But when the goal of a problematic foreign government is to weaponize American athletes as propaganda machines, we do not need to pretend that their rationale for taking the money is legitimate or acceptable.

And that message needs to be made clear to them by their fans, their sponsors and every organization that matters from the PGA Tour to Augusta National to the R&A to the USGA. If you’re going to attach your name to the government of Crown Prince Mohammed Bin Salman Al Saud (MBS), you’re no longer welcome to play in the tournaments that matter in the Western, democratic world. You don’t get to do both. It’s one or the other.

Golf, to be fair, isn’t the only sport that has been pulled into Saudi Arabia’s so-called “sportswashing” scheme. In March, London-based human rights organization Grant Liberty issued a report that details $1.5 billion in spending to lure major international sporting events including boxing, MMA, soccer, wrestling, horse racing and the first Formula One race in Jeddah slated for December.

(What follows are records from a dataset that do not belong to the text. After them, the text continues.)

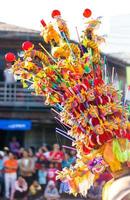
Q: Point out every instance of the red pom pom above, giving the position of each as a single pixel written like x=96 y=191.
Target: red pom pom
x=27 y=45
x=43 y=23
x=87 y=13
x=55 y=13
x=10 y=57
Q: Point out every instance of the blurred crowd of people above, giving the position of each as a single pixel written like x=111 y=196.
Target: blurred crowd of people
x=30 y=174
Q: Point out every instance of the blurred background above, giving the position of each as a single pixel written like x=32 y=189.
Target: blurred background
x=23 y=115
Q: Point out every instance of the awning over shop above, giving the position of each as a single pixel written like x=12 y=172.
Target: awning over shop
x=15 y=125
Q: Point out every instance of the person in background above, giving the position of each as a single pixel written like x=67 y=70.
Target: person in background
x=21 y=151
x=33 y=159
x=73 y=156
x=56 y=155
x=51 y=173
x=1 y=173
x=68 y=161
x=45 y=150
x=25 y=168
x=95 y=192
x=14 y=146
x=10 y=168
x=35 y=190
x=51 y=192
x=41 y=159
x=20 y=189
x=42 y=176
x=6 y=153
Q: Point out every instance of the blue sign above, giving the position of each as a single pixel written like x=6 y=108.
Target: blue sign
x=15 y=125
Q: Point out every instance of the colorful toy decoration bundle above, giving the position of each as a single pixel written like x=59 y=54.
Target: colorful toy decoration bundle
x=73 y=80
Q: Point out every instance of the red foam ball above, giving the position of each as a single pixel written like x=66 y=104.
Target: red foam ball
x=55 y=13
x=43 y=23
x=87 y=13
x=27 y=45
x=10 y=57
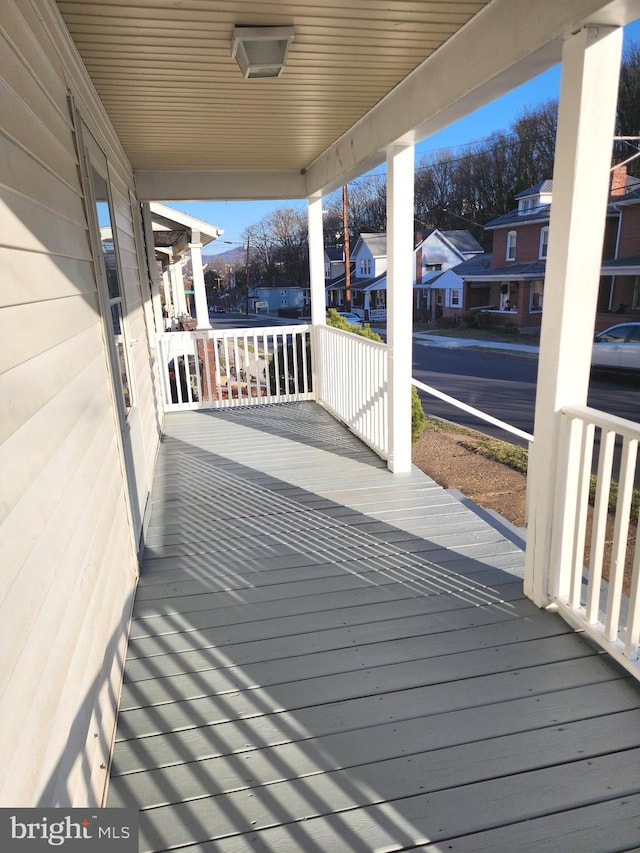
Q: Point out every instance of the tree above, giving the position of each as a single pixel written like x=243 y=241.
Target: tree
x=278 y=248
x=628 y=114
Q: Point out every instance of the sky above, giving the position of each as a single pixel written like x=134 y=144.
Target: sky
x=234 y=216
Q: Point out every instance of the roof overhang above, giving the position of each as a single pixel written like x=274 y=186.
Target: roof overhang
x=299 y=136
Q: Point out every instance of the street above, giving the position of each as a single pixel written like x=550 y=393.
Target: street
x=504 y=385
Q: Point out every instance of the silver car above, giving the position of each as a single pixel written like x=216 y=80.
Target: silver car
x=617 y=348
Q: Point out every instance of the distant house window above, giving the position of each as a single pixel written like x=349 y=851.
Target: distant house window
x=544 y=242
x=535 y=301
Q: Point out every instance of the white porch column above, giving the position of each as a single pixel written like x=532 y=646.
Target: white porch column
x=316 y=261
x=400 y=191
x=199 y=291
x=588 y=94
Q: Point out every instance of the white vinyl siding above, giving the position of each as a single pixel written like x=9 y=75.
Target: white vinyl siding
x=66 y=547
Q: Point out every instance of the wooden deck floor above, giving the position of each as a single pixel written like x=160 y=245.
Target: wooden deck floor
x=326 y=657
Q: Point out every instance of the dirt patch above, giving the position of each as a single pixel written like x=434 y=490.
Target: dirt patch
x=493 y=485
x=488 y=483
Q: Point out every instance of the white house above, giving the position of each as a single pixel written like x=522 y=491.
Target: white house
x=110 y=107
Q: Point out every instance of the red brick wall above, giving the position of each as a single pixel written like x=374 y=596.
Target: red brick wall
x=629 y=232
x=610 y=238
x=527 y=243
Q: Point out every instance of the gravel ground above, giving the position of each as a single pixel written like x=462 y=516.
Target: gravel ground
x=493 y=485
x=490 y=484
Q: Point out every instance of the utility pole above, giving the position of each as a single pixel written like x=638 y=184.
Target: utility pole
x=347 y=259
x=246 y=275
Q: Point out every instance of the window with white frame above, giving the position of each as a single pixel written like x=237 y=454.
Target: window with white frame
x=535 y=299
x=544 y=242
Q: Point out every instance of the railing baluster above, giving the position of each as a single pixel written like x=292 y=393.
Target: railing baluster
x=632 y=638
x=586 y=456
x=620 y=532
x=599 y=524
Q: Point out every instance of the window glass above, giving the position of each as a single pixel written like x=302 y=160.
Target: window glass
x=536 y=296
x=635 y=333
x=114 y=288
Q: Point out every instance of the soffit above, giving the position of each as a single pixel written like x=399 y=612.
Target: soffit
x=164 y=72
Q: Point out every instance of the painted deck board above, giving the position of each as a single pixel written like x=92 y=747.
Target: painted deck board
x=325 y=656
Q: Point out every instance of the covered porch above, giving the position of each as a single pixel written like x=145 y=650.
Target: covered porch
x=327 y=656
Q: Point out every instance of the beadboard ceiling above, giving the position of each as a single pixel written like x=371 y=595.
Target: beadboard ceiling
x=164 y=71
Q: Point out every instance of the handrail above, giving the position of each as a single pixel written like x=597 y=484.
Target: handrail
x=428 y=389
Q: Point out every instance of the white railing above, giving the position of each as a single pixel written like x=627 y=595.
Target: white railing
x=607 y=609
x=351 y=379
x=211 y=369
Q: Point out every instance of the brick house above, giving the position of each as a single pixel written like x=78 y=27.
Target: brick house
x=509 y=282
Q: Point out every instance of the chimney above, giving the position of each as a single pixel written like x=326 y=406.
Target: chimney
x=619 y=180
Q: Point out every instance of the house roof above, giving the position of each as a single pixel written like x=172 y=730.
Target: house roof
x=170 y=224
x=543 y=187
x=375 y=243
x=378 y=283
x=540 y=214
x=463 y=241
x=480 y=269
x=447 y=280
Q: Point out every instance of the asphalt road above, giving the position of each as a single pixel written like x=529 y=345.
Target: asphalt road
x=504 y=385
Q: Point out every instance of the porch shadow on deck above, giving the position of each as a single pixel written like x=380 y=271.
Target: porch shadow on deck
x=328 y=657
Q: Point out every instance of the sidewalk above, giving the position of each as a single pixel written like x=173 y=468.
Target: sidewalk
x=451 y=343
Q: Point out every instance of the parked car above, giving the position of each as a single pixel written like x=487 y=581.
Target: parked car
x=351 y=318
x=617 y=348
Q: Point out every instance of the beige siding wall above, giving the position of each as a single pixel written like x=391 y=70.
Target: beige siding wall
x=67 y=553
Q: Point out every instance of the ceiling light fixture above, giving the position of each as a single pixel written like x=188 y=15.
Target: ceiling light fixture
x=261 y=51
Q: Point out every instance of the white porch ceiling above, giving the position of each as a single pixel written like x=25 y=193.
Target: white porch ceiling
x=178 y=101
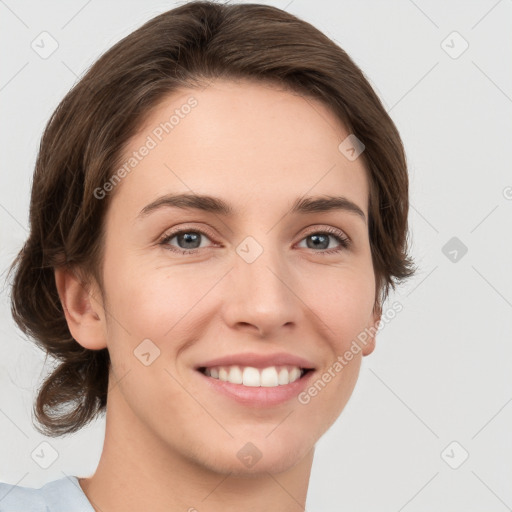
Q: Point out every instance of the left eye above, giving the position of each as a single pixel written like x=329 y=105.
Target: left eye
x=321 y=240
x=188 y=241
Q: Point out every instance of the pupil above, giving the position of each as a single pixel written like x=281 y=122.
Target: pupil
x=323 y=243
x=188 y=238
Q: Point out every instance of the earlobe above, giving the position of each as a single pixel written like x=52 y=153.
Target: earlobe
x=84 y=314
x=370 y=344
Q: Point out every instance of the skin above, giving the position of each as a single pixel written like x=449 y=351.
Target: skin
x=171 y=443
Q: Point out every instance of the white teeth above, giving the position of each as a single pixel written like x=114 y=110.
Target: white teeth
x=251 y=377
x=254 y=377
x=235 y=375
x=269 y=377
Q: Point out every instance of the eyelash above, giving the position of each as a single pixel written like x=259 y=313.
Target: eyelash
x=345 y=242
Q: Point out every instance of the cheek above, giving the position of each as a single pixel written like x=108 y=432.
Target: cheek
x=343 y=300
x=151 y=302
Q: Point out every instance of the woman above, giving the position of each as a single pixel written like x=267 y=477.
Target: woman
x=218 y=212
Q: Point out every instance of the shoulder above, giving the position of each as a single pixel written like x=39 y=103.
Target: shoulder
x=62 y=495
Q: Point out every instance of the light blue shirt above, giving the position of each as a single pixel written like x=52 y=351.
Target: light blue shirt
x=63 y=495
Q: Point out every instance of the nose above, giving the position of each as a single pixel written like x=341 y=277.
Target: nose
x=260 y=296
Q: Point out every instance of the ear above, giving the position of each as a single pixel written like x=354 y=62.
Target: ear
x=84 y=311
x=369 y=346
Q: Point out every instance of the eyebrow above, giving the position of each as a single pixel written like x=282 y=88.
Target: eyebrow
x=218 y=206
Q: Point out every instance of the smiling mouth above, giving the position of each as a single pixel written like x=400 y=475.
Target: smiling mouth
x=271 y=376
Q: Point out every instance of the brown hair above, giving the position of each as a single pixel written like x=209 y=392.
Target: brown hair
x=84 y=139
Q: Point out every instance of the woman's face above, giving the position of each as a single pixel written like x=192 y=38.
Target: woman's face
x=268 y=284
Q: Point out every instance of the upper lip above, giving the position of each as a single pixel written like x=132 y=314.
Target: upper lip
x=258 y=360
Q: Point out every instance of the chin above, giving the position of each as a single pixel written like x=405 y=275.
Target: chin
x=254 y=458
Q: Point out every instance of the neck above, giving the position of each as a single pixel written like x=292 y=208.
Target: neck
x=137 y=471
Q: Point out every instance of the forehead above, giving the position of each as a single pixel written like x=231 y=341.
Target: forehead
x=239 y=140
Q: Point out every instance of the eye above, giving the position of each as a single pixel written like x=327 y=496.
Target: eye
x=321 y=240
x=189 y=241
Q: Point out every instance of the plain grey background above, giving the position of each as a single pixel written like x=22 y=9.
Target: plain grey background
x=428 y=426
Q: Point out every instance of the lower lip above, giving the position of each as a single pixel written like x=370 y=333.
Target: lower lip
x=260 y=396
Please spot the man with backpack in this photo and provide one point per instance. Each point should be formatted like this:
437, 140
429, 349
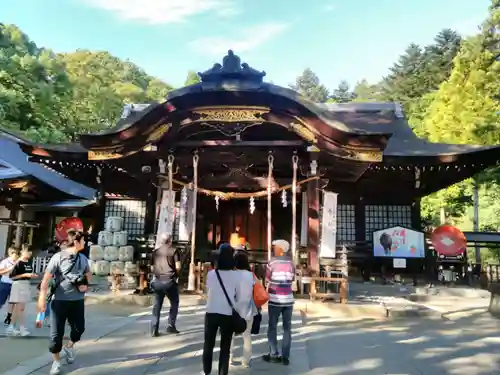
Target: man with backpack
71, 273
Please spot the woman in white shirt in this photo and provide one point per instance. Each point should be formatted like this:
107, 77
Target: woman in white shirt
219, 312
245, 304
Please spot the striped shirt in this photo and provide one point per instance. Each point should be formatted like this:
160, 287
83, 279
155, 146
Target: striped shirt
280, 274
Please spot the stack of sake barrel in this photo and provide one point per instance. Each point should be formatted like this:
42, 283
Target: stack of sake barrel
112, 255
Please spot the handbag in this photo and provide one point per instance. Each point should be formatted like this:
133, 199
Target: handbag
257, 320
239, 324
260, 295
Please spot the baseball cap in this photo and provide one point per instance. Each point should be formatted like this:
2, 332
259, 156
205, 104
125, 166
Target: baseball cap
283, 244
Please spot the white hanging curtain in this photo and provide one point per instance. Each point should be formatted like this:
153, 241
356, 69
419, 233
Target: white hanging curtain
328, 242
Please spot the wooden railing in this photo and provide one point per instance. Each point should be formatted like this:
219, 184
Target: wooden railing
313, 287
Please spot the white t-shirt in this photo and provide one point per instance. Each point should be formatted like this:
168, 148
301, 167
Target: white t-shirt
6, 263
217, 302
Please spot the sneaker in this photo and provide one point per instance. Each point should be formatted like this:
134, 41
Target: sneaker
24, 332
56, 368
12, 331
271, 358
173, 330
69, 354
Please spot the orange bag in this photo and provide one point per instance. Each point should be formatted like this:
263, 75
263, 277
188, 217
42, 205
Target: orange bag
260, 295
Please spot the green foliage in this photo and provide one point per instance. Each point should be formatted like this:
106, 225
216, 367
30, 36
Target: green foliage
51, 97
192, 78
309, 86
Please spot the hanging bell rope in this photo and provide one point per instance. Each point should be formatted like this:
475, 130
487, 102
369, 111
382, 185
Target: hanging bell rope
195, 201
270, 160
295, 161
234, 195
170, 194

In perhaps the boldest move yet, Saudi Arabia’s Public Investment Fund — directly under the control of MBS — recently completed a $408 million deal for control of Newcastle United, sparking a backlash in the United Kingdom. On Oct. 8, a government-controlled media account tweeted a photo of MBS next to the Newcastle United logo with the caption: “Whoever loves Mohammed bin Salman supports Newcastle.”

Any golfer taking about being part of this tour should be sure they’re comfortable with their image being similarly tied to MBS. Unlike a one-off trip to Saudi Arabia under the auspices of sporting diplomacy, it won’t be so easy to make that case when you’re his full-time employee.